A gay Russian Jewish teenager comes of age in Brighton Beach in the touching new independent film “Minyan,” a subtle and sensitive drama that tells an unexpected story about the Brooklyn neighborhood’s large immigrant Jewish community.
Based on a short story by David Bezmozgis, an author who has long grappled with Russian Jewish identity in meticulous and probing ways, Eric Steel’s film finds a unique way to highlight its queer themes through the prism of an Orthodox Jewish culture that heavily prizes manhood, and strength in numbers. If 10 men gathering in prayer is a holy act, the film posits, then surely two men gathering in love must have some degree of holiness to it, as well.
Samuel H. Levine, who riveted Broadway audiences in “The Inheritance,” turns in a fully lived-in lead performance as David, the only son to a family of Soviet Jewish immigrants in 1986. David, whom Levine plays with a quiet, subdued curiosity, feels little affection for his parents: His mother (Brooke Bloom), insistent on sending him to a yeshiva where he is routinely bullied, seems blind to his true needs, while his abusive, philandering father seems to be imparting the wrong ideas about masculinity.
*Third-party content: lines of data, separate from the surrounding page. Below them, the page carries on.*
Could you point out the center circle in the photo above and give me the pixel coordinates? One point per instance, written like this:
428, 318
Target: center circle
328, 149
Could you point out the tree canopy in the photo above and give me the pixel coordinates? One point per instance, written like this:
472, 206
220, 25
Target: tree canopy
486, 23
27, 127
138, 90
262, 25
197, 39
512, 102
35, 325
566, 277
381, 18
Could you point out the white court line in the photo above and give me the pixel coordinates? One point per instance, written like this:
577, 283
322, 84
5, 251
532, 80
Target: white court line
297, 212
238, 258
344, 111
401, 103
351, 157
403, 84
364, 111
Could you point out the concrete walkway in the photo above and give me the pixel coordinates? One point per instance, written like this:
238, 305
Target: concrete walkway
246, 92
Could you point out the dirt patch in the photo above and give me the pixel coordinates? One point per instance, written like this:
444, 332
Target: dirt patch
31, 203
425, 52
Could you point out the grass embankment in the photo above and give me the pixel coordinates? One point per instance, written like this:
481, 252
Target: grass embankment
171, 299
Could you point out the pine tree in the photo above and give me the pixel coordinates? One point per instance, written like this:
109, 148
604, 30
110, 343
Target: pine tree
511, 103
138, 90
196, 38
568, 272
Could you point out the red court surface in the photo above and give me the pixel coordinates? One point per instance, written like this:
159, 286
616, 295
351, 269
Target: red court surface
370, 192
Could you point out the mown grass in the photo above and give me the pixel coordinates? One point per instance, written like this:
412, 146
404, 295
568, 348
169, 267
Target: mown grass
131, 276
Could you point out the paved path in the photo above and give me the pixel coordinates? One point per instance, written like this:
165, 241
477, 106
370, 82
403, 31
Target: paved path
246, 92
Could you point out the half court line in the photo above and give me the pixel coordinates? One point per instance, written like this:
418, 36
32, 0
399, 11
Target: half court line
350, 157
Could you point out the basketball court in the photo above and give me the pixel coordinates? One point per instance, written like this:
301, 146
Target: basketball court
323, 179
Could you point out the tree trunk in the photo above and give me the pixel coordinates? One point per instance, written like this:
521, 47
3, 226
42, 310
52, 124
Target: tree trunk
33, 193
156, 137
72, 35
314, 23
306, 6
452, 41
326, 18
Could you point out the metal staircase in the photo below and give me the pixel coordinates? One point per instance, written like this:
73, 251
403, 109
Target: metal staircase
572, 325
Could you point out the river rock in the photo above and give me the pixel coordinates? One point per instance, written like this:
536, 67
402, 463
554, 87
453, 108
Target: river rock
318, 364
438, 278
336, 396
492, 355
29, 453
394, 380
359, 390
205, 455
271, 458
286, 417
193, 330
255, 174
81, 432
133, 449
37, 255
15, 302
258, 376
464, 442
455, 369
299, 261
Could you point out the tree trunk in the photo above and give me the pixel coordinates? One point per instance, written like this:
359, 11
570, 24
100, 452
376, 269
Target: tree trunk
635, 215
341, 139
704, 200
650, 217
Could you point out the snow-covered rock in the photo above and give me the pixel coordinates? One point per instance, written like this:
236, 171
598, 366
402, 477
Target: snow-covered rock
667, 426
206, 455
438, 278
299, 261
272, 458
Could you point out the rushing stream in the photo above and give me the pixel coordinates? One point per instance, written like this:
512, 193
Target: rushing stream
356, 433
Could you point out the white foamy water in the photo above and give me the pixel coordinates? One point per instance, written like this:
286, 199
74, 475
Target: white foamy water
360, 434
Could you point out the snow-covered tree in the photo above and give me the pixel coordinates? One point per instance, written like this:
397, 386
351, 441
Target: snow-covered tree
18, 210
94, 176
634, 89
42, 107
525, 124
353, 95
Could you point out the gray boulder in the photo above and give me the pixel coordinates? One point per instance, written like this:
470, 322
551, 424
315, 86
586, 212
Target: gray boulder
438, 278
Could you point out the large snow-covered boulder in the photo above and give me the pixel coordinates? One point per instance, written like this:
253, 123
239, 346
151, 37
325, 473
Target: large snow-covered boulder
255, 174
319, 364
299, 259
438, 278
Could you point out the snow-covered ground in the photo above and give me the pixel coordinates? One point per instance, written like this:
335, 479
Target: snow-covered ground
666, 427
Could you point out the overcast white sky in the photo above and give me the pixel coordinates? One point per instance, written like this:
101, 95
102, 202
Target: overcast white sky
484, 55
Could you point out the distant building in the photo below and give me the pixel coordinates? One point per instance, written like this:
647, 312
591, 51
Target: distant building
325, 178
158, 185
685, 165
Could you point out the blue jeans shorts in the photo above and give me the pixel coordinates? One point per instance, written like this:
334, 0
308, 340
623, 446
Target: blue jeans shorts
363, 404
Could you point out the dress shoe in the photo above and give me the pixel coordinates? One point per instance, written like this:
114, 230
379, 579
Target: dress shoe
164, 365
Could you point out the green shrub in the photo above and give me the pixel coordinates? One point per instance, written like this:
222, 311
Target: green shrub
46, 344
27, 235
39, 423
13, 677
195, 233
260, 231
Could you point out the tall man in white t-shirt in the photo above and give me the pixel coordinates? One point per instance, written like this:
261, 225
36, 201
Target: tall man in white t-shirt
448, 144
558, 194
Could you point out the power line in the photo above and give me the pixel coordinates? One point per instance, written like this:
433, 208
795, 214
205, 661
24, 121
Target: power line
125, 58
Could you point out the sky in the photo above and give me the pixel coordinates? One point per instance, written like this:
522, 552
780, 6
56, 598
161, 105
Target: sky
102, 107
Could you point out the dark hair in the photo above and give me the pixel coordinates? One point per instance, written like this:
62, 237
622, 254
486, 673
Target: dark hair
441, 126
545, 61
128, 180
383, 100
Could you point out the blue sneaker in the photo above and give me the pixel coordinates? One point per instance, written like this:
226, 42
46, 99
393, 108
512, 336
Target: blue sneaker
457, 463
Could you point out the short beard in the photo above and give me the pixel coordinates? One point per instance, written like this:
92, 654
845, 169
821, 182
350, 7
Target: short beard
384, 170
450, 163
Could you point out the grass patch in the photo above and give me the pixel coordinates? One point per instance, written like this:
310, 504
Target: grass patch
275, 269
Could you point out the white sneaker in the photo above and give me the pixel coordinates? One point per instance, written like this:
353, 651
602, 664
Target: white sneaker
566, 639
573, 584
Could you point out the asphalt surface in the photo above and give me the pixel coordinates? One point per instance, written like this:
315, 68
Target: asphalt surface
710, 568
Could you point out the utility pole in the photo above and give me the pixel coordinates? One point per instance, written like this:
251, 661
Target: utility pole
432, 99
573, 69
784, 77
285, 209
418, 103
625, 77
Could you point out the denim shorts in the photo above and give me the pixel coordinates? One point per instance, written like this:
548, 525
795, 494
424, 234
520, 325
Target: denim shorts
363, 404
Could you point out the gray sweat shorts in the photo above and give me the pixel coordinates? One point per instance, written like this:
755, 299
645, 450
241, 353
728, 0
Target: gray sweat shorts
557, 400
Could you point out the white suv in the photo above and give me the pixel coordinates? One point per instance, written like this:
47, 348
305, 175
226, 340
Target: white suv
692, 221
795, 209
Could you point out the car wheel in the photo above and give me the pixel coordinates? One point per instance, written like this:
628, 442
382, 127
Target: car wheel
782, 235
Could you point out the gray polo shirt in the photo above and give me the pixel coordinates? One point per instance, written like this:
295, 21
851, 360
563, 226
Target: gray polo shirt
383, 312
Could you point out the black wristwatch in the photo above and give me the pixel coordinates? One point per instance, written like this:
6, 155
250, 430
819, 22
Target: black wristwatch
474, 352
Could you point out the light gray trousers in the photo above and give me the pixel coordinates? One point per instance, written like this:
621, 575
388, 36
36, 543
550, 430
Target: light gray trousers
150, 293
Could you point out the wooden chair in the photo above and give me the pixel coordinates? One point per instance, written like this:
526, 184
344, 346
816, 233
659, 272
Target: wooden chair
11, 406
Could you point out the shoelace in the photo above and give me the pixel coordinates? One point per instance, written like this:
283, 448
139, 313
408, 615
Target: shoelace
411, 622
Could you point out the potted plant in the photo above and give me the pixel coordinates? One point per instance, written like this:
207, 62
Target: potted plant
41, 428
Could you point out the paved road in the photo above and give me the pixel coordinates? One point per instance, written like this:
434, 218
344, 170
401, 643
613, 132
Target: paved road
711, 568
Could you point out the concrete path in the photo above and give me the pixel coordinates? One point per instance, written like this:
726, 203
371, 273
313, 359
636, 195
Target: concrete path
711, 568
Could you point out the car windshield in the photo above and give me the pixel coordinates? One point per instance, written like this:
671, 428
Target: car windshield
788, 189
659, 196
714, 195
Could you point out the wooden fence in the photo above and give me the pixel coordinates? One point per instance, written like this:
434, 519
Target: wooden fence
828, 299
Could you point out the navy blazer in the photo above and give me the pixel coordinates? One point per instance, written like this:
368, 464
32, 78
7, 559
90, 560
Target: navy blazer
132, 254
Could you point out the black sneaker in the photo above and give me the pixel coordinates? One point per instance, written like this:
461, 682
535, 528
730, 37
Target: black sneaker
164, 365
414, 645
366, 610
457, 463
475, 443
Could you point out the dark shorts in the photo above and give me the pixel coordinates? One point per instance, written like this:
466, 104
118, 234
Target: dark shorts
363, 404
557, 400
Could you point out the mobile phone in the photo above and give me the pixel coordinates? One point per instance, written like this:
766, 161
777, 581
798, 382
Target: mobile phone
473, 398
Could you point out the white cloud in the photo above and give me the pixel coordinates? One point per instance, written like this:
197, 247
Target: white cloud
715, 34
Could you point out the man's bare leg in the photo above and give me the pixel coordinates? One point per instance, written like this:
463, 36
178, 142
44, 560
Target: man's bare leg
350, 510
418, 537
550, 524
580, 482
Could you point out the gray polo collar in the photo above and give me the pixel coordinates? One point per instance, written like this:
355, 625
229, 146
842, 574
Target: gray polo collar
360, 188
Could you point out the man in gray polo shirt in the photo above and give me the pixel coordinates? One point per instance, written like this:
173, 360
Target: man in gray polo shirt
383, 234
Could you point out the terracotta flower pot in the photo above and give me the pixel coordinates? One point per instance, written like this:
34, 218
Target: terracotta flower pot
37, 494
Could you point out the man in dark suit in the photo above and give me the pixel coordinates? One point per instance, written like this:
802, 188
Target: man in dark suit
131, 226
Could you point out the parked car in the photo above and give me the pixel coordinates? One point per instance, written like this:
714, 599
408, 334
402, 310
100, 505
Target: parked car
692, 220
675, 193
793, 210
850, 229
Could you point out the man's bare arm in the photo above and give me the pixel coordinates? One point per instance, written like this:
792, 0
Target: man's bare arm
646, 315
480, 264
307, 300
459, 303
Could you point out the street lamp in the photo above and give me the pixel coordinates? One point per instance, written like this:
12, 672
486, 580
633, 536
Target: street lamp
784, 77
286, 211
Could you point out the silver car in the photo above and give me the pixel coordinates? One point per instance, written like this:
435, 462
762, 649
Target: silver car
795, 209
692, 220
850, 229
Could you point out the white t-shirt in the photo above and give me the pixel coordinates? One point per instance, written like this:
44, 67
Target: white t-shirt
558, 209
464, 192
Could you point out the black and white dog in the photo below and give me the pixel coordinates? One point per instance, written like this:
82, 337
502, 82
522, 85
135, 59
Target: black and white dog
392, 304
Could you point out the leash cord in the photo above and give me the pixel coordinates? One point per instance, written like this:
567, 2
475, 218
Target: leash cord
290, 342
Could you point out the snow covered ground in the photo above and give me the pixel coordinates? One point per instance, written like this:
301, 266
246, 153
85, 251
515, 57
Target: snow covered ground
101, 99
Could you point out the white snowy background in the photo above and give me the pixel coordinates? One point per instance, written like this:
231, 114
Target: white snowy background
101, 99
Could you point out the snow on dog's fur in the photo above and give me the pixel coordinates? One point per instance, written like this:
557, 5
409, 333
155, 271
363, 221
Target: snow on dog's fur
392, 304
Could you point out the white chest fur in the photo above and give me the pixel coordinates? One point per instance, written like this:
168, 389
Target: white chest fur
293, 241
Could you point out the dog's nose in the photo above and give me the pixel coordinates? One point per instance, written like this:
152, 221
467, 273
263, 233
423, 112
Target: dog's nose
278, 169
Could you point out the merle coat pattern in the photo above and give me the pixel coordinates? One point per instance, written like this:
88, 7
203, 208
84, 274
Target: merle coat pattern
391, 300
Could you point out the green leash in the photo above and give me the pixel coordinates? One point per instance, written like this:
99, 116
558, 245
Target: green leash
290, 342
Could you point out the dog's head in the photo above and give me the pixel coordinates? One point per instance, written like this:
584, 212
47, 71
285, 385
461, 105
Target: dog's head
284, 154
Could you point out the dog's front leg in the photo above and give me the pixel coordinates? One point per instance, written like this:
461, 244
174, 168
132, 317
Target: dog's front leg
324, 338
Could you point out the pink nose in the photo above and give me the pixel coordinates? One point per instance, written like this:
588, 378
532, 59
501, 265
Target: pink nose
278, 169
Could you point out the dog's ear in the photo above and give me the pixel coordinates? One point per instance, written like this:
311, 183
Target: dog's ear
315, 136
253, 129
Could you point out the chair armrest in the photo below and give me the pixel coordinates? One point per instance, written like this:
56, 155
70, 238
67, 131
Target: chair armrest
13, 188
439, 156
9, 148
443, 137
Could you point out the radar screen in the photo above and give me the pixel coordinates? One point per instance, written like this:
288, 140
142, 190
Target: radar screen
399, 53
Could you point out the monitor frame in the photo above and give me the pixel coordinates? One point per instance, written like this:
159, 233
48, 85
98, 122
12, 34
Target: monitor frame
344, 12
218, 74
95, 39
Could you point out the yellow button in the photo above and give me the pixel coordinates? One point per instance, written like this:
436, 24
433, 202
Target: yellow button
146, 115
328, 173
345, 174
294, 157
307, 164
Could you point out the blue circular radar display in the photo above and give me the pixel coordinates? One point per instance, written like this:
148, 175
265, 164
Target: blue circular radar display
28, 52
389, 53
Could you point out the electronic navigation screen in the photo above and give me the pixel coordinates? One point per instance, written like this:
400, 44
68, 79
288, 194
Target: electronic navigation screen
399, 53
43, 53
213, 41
To discipline his son for getting into a fight with another yeshiva student who mocks him for being Russian, David’s father sucker-punches him in the face.
Instead, David gravitates to his grandfather Josef (Ron Rifkin), whose calm, matter-of-fact rituals bring him comfort. As the film opens, Josef has decided to seek out a new apartment for himself after the death of his wife. Here we see why the film is called “Minyan”: Josef is only able to secure a fixed-income apartment in a synagogue building once David agrees to join him, because together they give the congregation the requisite 10 men it needs to pray.
In all these buildings full of Jews dealing with repressed generational trauma (the Holocaust and the Soviet Jewish purges are both frequently invoked), David finally discovers a little piece of himself. His neighbors in the synagogue are two elderly men who live together; they have a storyline that explains their arrangement, which the community accepts, but it’s clear they find more comfort in this open secret than they ever could have in the USSR. Soon after meeting them, David begins to explore a local gay bar, and loses his virginity to a brooding bartender (Alex Hurt) who, at the height of the AIDS epidemic, seems shocked by his new lover’s youth and ignorance of the disease — and how David, having already avoided one life of misery at the grace of his parents, is unaware he may now be dooming himself to another.
As David quietly, tentatively tries to navigate his environment (partially with the help of James Baldwin’s books, which are invoked as holy texts on par with anything in the Talmud), “Minyan” finds meaningful ways to frame his maturity alongside his growth in Jewish thought. Aided by David Krakauer and Kathleen Tagg’s klezmer score, the film spotlights the moments when its hero comes into his own: leading a Mourner’s Kaddish prayer, advocating for a fellow Jew’s living conditions or simply listening to his mother describe her relief that she could give him a new life where he wouldn’t be targeted for his Judaism.
Little in Steel’s prior filmography — his most notable previous directing credit was the controversial 2006 documentary “The Bridge,” which secretly filmed a year’s worth of suicides off the Golden Gate Bridge — indicated that he aimed to tackle a story as delicate and human as “Minyan.” But Steel himself grew up gay and Jewish in the 1980s, and he’s smartly fused Bezmozgis’ source material with his own memories to create a film with a personal touch. The movie even feels in league with works by Ira Sachs and Andrew Haigh, the reigning kings of layered, nuanced stories about gay communities, while also being deeply Jewish. “Minyan” is an intimate story of outcasts in many forms.
“Minyan” opens today at the IFC Center in New York and expands to Los Angeles and on-demand rental Oct. 29.